The last frames of Nazarín belong to a great sub-category of film conclusions that includes Slow Motion, Heartbeat Detector, Code Unknown, or The Visitor – all of which vanish in a thunder of percussion. This is the opposite of what happens in In the Mood for Love or Lost In Translation, that fade in a whisper unheard by the audience. These two are coy films, ending with a lover’s wink, alternately seducing us and holding us at arm’s length. The percussion at the end of Nazarín, on the other hand, is like an ellipsis. It undoes itself. Angrily refusing to yield to closure, it points us onward to the range of possibilities posed by its storyline. Like a sentence that can’t even conceive of being fully comprehended by something as pat as a period…
The official guarding Nazario stops at a roadside stand for some refreshment and continues on his way. The lady at the stand turns to Nazario and places a melon in his hands. The broken priest turns back to the dusty road with his melon, and a blast of percussion tracks the movement of his face towards a realization of where he is actually headed. Some see the change in his expression as a realization that this charitable melon has validated his cruciform largesse. Not only can he give charity, he can also receive it. But I think the opposite is the case. His resigned expression enables us to feel the weight of this melon like a biblical millstone. It is emblematic of his career, which Buñuel poses as an absurd failure. His pastoral vision has been misapplied, misconstrued, and ineffective. This melon, as an odd token of charity, is a metaphor for what Buñuel thinks is so ridiculous about pastoral sacrifice. How will he, bound and stumbling to prison, even enjoy the melon? How will it help him? And now he is stuck with it, an extra burden on a long journey towards death – a constant reminder of a fraudulent promise.

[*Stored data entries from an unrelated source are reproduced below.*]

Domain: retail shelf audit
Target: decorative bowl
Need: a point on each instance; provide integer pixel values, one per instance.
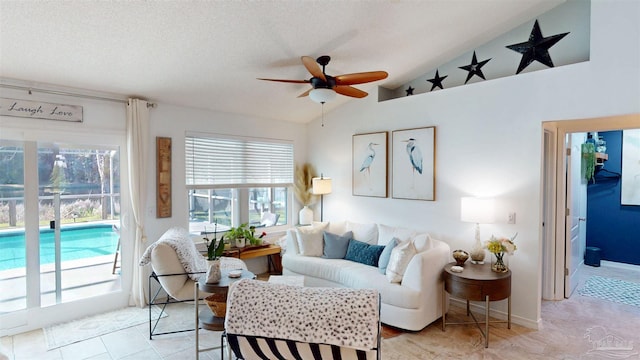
(460, 256)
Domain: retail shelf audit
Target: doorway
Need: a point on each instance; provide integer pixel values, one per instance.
(557, 206)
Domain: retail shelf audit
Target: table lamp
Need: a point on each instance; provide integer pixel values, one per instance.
(321, 186)
(479, 211)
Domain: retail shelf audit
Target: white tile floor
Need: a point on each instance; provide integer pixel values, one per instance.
(134, 343)
(130, 343)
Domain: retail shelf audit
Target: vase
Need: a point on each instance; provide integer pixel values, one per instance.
(213, 273)
(477, 253)
(498, 263)
(241, 242)
(305, 216)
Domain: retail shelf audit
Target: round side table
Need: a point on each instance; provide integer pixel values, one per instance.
(477, 283)
(206, 318)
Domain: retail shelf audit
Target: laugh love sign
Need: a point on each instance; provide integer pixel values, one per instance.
(40, 110)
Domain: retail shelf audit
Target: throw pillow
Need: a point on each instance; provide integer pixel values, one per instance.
(400, 257)
(310, 240)
(386, 255)
(363, 253)
(335, 246)
(367, 233)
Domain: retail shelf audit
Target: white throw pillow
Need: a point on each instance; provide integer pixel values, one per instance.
(422, 242)
(367, 233)
(400, 258)
(310, 240)
(386, 233)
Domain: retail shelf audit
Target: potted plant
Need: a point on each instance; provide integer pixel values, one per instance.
(215, 248)
(241, 235)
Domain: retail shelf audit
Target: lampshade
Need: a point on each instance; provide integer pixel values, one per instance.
(321, 186)
(477, 210)
(322, 95)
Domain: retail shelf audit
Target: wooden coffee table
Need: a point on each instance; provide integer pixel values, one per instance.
(206, 318)
(476, 283)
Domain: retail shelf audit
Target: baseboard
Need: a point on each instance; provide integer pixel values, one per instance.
(477, 307)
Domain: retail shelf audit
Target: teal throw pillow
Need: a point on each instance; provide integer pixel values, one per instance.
(363, 253)
(386, 255)
(335, 246)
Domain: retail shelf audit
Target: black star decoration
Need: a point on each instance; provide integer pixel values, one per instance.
(475, 68)
(409, 91)
(437, 81)
(537, 48)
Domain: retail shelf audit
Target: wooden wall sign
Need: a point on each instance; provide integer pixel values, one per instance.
(163, 177)
(40, 110)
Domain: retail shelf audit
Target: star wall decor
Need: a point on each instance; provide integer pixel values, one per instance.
(437, 81)
(409, 91)
(475, 68)
(537, 48)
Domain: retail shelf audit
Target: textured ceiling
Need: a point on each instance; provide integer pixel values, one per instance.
(209, 54)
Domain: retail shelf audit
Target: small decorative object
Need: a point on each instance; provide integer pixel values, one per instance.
(242, 235)
(213, 272)
(302, 189)
(498, 247)
(215, 248)
(460, 256)
(217, 302)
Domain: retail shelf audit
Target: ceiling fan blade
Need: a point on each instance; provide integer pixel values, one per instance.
(306, 93)
(289, 81)
(349, 91)
(313, 67)
(360, 78)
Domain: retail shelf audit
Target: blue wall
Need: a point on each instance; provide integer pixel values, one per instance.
(612, 227)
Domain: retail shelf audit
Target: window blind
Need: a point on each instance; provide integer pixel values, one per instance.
(219, 162)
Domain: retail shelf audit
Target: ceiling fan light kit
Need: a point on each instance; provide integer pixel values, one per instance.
(325, 87)
(322, 95)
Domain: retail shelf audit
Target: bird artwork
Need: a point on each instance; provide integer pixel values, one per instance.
(368, 160)
(415, 156)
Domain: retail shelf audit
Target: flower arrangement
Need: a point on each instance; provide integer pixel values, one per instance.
(498, 246)
(214, 249)
(501, 245)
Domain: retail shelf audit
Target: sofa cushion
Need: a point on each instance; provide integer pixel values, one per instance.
(386, 233)
(354, 275)
(363, 253)
(383, 261)
(335, 246)
(367, 233)
(422, 242)
(310, 240)
(400, 257)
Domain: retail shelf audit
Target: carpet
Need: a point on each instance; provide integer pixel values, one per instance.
(93, 326)
(619, 291)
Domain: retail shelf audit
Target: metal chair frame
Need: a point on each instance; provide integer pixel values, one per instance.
(153, 301)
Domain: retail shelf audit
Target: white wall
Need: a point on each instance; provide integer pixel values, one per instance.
(488, 143)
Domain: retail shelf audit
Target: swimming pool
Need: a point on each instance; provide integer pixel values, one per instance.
(76, 242)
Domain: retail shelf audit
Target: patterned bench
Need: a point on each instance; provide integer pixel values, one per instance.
(277, 321)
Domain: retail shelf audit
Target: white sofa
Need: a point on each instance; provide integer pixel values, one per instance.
(412, 304)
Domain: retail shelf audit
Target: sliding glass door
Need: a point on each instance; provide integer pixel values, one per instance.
(59, 223)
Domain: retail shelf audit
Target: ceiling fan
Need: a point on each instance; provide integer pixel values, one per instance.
(325, 87)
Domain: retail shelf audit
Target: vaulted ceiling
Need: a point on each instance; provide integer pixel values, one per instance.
(208, 54)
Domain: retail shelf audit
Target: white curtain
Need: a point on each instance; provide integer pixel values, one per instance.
(137, 150)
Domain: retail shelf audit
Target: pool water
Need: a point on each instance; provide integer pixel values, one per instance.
(76, 242)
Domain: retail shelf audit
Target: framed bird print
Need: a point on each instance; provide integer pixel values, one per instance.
(413, 163)
(369, 175)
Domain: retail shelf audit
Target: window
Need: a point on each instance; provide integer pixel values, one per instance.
(233, 180)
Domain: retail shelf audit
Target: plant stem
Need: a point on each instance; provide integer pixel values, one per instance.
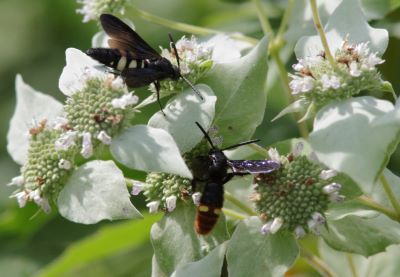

This is the same conundrum that has been engaged comprehensively by contemporary theological musing on ethics and justice. It is the one nibbled at by Neihbur in his exposition of the ways the church addresses Christ and Culture. It is a thread of the Gordian knot Tillich tried to unravel. These days theologians and ethicists like Hauerwas have helmed a reconfiguration of Christian thinking on social justice and the Church. Ultimately, Buñuel’s symbolic world is Catholic, but this does not limit the more broadly theological implications of his (non)conclusion.

The question facing the contemporary Church is the very one Nazario tried to answer in his odd parish. Namely, how does the Church deal with the injustices of poverty and social marginalization? Nazario’s answer is total immersion, participation, nullifying suffering by grace on a case by case basis. Buñuel’s critique of the Church in Nazarín, occurs at this level, and his answer to the same question is: It can’t. To share in the suffering of those affected by injustice as the pastoral presence of God is to become part of the injustice in the world. Nazario’s pastoral impulse left every situation worse than he found it.

For Buñuel, the absurdity of the world is only matched by those who attempt to redeem it by placing themselves in its context. This is a very contemporary concept. It is only in the last few decades that social justice has become a mainstream American Christian concept, culminating in the masses of “younger evangelicals” that opted for Obama’s moral vision over the insular excesses of Red statism. It is this movement of the Church that Buñuel attempts to expose as a Dadaist banality, an undoing of the very thing it seeks to do. Nazarín is the parable of a Church caught up in the very system it is seeking to subvert, only to discover that it has itself been subverted by Orwell’s bootheel, Hitchen’s Missionary Position, the faceless horror of Camus’ prison. The melon is the millstone that drags us all to hell. So says Buñuel. It is a baffling film in response to a baffling question that hadn’t ever been so eloquently asked.